When to Use Merkle Trees
Merkle trees are most beneficial when:
- Verifying Large Tables: They are significantly faster than a full
table-difffor tables with millions or billions of rows, as the amount of data exchanged is minimal. - Frequent, Low-Impact Checks: If you need to run consistency checks frequently, the lightweight nature of a Merkle tree diff is less impactful on system performance than repeated full data scans.
- Detecting Small Divergences: They excel at quickly confirming that tables are identical or identifying that a small number of rows have diverged.
Performance Considerations
While powerful, Merkle trees are not always the optimal solution. A traditional table-diff may be more performant in scenarios where:
- A high percentage of rows have diverged: If a large portion of a table is out of sync, the Merkle tree comparison will identify differences in many branches, and the follow-up process to find the exact differing rows can be less efficient than a direct, full table scan.
- Tables are small: For small tables, the overhead of building and maintaining Merkle trees can be greater than the time it takes to perform a quick
table-diff.
Using Merkle Trees
You must perform two setup steps before using Merkle trees effectively. The first command adds cluster-level operators used by Merkle trees:
./ace mtree init cluster_name
The second command creates the Merkle metadata table and triggers for the target table:
./ace mtree build cluster_name schema.table_name
Building the per-table Merkle tree is typically a one-time operation. After that, ACE tracks changes and updates the tree automatically during diffs (or via mtree listen / mtree update).

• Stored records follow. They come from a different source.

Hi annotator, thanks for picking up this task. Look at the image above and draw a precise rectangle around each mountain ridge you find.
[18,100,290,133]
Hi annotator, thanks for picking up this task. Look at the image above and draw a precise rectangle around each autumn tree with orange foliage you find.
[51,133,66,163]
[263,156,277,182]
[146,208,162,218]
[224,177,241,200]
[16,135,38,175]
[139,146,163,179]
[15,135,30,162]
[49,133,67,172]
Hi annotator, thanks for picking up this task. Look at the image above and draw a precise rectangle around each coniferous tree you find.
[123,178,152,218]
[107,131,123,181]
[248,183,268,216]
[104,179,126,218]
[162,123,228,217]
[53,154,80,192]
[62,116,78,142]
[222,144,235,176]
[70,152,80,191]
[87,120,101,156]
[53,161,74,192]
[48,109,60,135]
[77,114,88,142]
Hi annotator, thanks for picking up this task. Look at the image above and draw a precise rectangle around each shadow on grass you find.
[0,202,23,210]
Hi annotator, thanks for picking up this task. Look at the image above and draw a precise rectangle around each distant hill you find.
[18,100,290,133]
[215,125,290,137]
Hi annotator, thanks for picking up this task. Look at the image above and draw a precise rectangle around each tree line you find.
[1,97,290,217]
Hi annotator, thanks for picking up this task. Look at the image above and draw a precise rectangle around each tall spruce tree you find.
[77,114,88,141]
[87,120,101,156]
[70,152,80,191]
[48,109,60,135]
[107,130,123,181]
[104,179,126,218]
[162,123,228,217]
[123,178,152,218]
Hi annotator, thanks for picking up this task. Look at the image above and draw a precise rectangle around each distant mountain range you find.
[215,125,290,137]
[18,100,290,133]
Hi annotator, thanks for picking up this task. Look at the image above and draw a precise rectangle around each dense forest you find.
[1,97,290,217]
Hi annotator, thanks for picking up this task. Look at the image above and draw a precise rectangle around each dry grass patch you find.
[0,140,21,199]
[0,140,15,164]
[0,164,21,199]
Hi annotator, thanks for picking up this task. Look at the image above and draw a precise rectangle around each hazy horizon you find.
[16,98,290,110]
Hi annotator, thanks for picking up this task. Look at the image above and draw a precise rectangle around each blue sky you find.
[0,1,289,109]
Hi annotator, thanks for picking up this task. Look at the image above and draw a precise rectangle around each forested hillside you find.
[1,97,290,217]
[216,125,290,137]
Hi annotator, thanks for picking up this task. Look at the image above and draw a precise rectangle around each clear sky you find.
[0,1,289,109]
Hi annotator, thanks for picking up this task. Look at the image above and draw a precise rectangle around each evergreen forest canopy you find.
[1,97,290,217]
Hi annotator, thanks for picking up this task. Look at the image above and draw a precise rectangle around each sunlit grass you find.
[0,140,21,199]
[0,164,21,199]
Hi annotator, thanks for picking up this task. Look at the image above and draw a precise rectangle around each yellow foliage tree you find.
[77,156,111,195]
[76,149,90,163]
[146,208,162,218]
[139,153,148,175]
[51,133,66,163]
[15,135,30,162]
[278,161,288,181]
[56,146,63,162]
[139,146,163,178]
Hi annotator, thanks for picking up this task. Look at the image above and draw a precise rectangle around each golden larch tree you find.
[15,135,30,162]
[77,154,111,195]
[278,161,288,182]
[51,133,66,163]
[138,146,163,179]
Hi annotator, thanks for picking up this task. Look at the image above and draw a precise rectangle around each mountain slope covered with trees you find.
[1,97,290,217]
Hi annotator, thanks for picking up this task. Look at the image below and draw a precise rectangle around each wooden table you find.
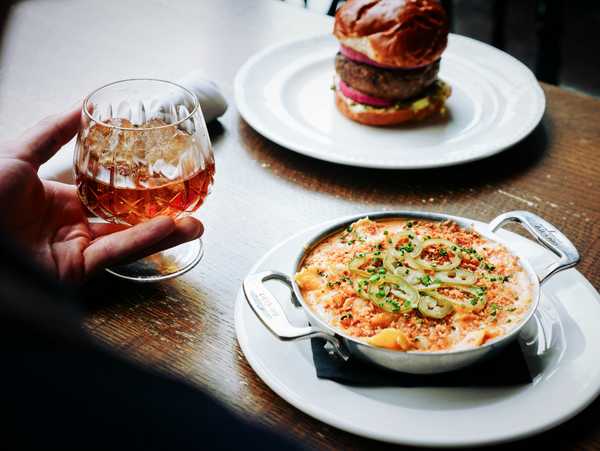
[2,1,599,449]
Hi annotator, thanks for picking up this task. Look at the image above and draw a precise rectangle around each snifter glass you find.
[74,79,215,281]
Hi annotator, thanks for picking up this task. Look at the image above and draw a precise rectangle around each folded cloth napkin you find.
[174,70,228,122]
[38,72,227,183]
[311,338,533,387]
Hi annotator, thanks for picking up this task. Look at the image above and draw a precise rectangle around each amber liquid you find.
[76,162,215,225]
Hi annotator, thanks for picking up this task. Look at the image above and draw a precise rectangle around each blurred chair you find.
[446,0,564,85]
[326,0,340,16]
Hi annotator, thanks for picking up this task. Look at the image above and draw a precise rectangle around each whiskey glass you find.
[74,79,215,281]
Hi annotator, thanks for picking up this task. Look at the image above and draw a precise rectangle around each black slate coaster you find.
[311,338,532,387]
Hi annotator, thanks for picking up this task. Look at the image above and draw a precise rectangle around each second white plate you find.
[234,33,545,169]
[235,217,600,447]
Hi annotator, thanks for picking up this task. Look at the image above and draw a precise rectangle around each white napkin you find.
[38,72,228,183]
[175,70,228,123]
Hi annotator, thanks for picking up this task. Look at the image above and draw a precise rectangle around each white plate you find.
[234,34,545,169]
[235,217,600,447]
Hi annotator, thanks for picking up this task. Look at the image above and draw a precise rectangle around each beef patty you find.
[335,53,440,100]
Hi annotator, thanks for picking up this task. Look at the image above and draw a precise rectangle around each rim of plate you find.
[234,33,546,170]
[234,216,600,447]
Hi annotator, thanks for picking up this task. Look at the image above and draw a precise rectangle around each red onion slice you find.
[338,79,394,107]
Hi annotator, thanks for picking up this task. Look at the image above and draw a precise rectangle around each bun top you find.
[334,0,449,68]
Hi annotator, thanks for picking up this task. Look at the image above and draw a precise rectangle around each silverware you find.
[243,211,579,374]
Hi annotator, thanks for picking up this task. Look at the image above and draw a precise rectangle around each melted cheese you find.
[296,218,534,352]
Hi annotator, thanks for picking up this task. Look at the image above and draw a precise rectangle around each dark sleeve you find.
[0,234,306,451]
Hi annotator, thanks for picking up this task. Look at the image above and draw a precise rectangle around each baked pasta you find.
[295,218,533,352]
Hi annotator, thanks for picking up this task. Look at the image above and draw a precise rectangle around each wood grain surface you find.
[1,1,599,449]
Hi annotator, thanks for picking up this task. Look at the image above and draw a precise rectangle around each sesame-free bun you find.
[334,0,449,69]
[334,79,451,126]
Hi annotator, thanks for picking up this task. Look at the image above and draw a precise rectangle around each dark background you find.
[450,0,600,97]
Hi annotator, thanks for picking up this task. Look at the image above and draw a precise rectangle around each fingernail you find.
[180,217,203,239]
[192,220,204,239]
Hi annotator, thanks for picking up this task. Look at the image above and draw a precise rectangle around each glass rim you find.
[82,78,200,131]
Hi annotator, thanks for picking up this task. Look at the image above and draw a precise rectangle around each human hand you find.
[0,105,204,282]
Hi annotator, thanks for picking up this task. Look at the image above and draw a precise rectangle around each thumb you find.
[12,103,82,170]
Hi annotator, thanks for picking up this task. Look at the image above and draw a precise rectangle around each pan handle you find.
[243,270,349,360]
[489,211,580,284]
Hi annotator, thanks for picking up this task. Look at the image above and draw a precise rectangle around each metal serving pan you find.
[243,211,579,374]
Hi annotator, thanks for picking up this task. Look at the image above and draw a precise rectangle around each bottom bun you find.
[335,80,451,126]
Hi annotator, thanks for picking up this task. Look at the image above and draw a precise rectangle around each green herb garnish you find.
[420,275,432,286]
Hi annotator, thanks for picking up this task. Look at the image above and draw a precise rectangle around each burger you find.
[333,0,451,126]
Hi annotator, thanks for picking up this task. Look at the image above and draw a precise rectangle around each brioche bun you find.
[334,0,449,69]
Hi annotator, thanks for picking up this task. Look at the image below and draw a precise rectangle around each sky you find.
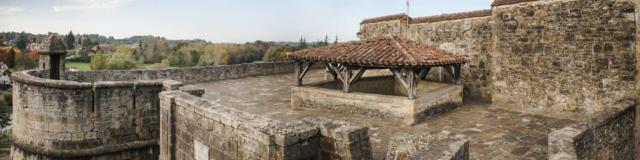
[0,0,492,43]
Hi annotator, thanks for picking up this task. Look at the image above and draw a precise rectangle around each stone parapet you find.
[64,62,297,84]
[385,133,469,160]
[548,100,636,160]
[159,91,373,160]
[11,62,301,159]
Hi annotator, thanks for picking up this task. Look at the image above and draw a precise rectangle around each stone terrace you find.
[184,70,575,159]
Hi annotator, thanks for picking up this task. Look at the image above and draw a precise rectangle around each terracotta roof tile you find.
[410,9,492,24]
[288,37,466,67]
[492,0,539,6]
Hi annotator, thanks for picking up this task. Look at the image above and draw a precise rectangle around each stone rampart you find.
[159,91,373,160]
[64,62,296,83]
[547,100,635,160]
[11,70,163,159]
[10,62,300,159]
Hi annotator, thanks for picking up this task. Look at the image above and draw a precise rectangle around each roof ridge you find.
[390,37,417,65]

Because Merkle mode is designed for very large tables, ACE uses probabilistic estimates (row counts, primary key ranges, etc.). For best results, ensure your table has fresh statistics with the Postgres ANALYZE command. You can pass --analyse=true during build, but on very large tables you may prefer to run ANALYZE manually at a more convenient time.
Then, invoke ACE to compare Merkle trees across nodes and write a diff report (and optional HTML):
./ace mtree table-diff cluster_name schema.table_name
Finally, you can use the diff file to initiate table repair with the ACE table-repair command:
./ace table-repair --diff-file=<diff-file-from-mtree-diff> --source-of-truth=n1 cluster_name schema.table_name
Note
Running mtree listen can help keep trees current; every mtree table-diff also performs an on-demand update before comparing.
Building Merkle Trees in Parallel (for Very Large Tables)
If a table is extremely large (e.g., ~1B rows or ~1 TB), remote building the Merkle tree from a single ACE node can be slowed by network latency. You can parallelize the build (per node) to speed up the process.
On one node, compute ranges and start hashing and writing the ranges to a file:
./ace mtree build --max-cpu-ratio=1 --write-ranges=true cluster_name schema.table_name
Then, copy the generated ranges file to other nodes (e.g., with scp).
On each other node, build using the shared ranges file, targeting only that node:
./ace mtree build --max-cpu-ratio=1 --nodes=n2 \
--ranges-file=/path/to/ranges-file.txt \
cluster_name schema.table_name
Repeat this process on each node in your cluster, using exactly one node per run so ACE doesn’t attempt remote creation from that host.
Available Commands
Below is a summary of the available mtree commands.
mtree build: Builds a Merkle tree for a table on all nodes.mtree init: Initializes database objects needed for Merkle tree operations.mtree listen: Starts a long-running process to listen for changes and auto-update Merkle trees.mtree table-diff: Compares Merkle trees of a table across nodes to find inconsistencies.mtree teardown: Drops all database objects created bymtree init.mtree teardown-table: Removes all database objects associated with a single table’s Merkle tree.mtree update: Manually applies changes to a table’s Merkle tree.